How Earth’s air — and the material in our air — is shared around the world was recently illustrated by Dutch researchers who studied the patterns by which ozone travels geographically. A significant percentage of ozone at the tropospheric level is shared between countries, they found — low-level ozone is even shared in significant quantities between continents.
“Everything is connected,” Dr. Willem W. Verstraeten of theRoyal Netherlands Meteorological Institute and Wageningen University and lead researcher of the study, told the Speaker. “Local environmental air quality is not just a matter of taking local measures but is also a result of global activities international conventions — or the lack thereof.”

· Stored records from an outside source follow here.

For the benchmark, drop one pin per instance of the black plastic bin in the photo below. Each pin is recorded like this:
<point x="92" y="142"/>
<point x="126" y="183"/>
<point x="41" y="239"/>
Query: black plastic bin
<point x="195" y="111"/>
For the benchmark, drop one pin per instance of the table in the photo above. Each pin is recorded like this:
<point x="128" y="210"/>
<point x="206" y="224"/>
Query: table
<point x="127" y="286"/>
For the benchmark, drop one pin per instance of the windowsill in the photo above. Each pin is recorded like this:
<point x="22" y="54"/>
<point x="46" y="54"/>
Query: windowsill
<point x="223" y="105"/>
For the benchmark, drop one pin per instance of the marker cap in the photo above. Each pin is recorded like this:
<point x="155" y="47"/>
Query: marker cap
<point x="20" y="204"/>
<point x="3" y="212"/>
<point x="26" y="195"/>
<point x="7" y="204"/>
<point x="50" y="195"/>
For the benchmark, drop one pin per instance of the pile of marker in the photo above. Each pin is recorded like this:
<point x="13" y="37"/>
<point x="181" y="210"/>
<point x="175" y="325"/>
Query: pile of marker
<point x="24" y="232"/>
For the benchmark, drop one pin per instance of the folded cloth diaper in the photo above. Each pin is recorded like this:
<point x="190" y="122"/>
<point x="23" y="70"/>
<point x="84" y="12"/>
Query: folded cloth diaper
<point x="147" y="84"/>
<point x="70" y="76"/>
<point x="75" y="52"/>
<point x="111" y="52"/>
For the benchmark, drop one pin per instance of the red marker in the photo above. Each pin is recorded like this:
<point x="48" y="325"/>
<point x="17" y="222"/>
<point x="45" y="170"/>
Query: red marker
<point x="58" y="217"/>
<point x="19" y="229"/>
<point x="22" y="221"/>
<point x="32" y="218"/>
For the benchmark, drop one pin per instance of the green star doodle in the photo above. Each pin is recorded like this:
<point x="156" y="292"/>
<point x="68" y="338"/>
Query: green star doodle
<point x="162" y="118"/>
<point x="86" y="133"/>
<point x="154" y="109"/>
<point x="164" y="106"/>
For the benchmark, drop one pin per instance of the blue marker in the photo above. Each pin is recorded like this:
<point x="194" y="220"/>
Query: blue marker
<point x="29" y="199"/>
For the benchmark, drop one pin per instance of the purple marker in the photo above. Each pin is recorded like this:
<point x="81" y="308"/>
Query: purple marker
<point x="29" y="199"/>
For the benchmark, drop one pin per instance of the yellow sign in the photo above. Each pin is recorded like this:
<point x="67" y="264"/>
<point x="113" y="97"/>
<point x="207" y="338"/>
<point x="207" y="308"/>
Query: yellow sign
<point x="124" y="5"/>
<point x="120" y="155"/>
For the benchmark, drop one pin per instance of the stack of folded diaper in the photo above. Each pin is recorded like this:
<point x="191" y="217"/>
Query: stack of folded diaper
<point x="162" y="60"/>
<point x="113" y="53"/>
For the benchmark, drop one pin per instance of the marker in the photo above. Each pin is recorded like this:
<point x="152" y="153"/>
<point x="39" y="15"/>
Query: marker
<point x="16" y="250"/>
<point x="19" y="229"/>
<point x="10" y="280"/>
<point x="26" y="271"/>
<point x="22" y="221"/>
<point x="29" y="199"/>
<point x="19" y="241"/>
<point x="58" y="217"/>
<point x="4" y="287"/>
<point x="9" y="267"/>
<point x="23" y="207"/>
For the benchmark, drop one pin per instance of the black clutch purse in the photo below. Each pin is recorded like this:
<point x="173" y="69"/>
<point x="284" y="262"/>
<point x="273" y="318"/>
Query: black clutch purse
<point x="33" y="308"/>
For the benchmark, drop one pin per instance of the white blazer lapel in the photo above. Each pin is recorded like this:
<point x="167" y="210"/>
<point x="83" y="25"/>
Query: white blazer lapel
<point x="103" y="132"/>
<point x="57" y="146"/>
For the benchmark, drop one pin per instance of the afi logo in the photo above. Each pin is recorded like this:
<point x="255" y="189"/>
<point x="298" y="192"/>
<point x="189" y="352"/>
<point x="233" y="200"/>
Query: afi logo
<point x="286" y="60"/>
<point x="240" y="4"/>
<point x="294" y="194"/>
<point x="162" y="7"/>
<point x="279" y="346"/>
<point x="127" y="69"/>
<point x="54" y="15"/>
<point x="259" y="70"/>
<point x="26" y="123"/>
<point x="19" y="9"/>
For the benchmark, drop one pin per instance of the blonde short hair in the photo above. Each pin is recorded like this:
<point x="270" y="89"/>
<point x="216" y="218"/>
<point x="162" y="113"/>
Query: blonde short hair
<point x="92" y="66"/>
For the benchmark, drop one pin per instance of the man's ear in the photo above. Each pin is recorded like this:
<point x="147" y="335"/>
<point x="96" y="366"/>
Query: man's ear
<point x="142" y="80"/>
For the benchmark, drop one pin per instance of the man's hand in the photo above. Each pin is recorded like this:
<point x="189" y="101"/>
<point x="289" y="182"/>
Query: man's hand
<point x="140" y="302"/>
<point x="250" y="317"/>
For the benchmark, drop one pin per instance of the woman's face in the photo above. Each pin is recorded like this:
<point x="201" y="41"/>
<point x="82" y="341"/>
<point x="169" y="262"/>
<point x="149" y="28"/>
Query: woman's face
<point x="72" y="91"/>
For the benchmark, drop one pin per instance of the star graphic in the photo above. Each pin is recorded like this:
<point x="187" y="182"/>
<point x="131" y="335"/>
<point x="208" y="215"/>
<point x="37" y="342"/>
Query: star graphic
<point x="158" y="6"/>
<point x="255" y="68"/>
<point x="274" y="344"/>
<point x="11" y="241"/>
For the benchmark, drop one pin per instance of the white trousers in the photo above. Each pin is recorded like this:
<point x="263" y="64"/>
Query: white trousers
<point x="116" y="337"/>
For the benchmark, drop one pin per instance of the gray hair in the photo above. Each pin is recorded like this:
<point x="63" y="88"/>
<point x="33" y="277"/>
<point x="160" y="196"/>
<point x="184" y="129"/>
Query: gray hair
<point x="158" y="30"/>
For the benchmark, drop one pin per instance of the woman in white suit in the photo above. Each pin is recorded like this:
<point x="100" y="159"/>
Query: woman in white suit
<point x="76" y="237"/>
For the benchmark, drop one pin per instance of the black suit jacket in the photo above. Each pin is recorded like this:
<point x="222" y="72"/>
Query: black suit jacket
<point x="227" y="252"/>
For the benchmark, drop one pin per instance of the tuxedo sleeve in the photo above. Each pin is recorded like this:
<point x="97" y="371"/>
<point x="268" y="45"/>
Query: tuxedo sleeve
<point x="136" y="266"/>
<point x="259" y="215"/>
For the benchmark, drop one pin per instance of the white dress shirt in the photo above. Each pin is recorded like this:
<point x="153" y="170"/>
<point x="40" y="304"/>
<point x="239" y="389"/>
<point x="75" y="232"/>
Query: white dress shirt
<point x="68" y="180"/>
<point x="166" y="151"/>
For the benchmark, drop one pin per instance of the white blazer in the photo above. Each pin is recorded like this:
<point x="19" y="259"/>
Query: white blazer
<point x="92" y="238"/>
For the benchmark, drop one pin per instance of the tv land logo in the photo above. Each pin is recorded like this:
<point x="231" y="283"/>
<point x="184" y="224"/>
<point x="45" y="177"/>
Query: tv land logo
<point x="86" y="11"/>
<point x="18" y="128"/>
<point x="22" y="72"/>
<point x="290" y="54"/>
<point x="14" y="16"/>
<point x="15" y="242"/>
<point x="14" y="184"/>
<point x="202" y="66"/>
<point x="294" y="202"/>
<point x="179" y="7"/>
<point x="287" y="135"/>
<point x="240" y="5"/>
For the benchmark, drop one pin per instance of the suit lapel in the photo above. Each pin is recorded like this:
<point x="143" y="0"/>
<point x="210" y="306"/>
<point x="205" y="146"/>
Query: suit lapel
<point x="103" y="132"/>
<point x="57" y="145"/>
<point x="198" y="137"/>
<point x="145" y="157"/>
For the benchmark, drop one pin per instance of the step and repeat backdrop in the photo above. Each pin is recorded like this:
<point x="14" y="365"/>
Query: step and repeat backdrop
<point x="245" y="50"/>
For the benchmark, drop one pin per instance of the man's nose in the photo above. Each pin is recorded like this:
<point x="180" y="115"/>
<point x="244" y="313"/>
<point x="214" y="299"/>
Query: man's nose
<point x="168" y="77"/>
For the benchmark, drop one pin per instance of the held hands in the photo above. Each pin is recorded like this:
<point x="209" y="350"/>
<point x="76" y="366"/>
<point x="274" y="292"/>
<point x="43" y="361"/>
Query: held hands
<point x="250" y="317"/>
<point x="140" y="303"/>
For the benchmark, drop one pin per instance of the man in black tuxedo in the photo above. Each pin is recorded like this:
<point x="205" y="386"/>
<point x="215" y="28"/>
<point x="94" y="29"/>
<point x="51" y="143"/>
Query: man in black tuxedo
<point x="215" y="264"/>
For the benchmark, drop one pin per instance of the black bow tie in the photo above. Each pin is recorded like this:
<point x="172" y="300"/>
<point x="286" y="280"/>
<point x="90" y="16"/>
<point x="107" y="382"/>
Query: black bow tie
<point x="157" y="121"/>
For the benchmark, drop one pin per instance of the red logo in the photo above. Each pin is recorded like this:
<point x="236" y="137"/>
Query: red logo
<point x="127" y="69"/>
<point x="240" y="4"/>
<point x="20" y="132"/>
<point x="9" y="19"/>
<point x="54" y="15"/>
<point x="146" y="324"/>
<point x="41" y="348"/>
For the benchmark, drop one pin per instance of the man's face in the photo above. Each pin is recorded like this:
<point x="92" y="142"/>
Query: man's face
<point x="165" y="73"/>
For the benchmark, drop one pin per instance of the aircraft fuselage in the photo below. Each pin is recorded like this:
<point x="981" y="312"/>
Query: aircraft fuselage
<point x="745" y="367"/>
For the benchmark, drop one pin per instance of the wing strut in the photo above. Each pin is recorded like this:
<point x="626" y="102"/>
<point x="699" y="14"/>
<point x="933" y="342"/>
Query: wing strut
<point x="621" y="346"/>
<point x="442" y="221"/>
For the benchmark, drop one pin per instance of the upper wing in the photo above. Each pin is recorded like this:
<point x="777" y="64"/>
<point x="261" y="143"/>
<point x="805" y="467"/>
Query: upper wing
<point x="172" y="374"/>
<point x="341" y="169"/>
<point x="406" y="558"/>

The recent work of Verstraeten and his colleagues focused on ozone in particular parts of the Earth’s troposphere, the region between the surface of the Earth and 12-20 kilometers above sea level.
“In our recent study we were looking at partial columns between 3 and 9 km (free troposphere). This is slightly different from surface ozone. At the surface most of it is produced locally or at short range.
At the level studied, ozone increases and decreases seasonally in the U.S., but levels vary significantly between the east and west of the country.
“For the U.S., generally spoken, the surface ozone measured at specific sites are slightly decreasing over eastern US and slightly increasing in the western part during summertime for the period 1990-2010,” Verstraeten told us. “During wintertime surface ozone tends to increase in both regions.”
The researchers also measured the patterns in which ozone is shared around the world. Due to the generally eastern flow of the atmosphere, the western states receive a lot of China’s ozone. In turn, ozone from America travels over the Atlantic ocean to Western Europe.
“According to estimates, half of ozone in western Europe is imported from elsewhere,” noted Verstraeten, referring to past research on the subject. “More than a quarter originates from North America, almost 15% from the Asian continent and just 10% from the stratosphere.
“Another model study shows that for the western U.S. simulations indicate that ~10% of the surface ozone originates from Asia, for eastern US only ~1%. In the free troposphere it is higher — up to 10% and 15%, eastern USA and western USA respectively.
“These numbers depend on the used models and their respectively settings,” Verstraeten noted.
The report, “Rapid increases in tropospheric ozone production and export from China,” was completed by Drs. Willem W. Verstraeten, Jessica L. Neu, Jason E. Williams, Kevin W. Bowman, John R. Worden, and K. Folkert Boersma, and was published online in the journal Nature Geoscience.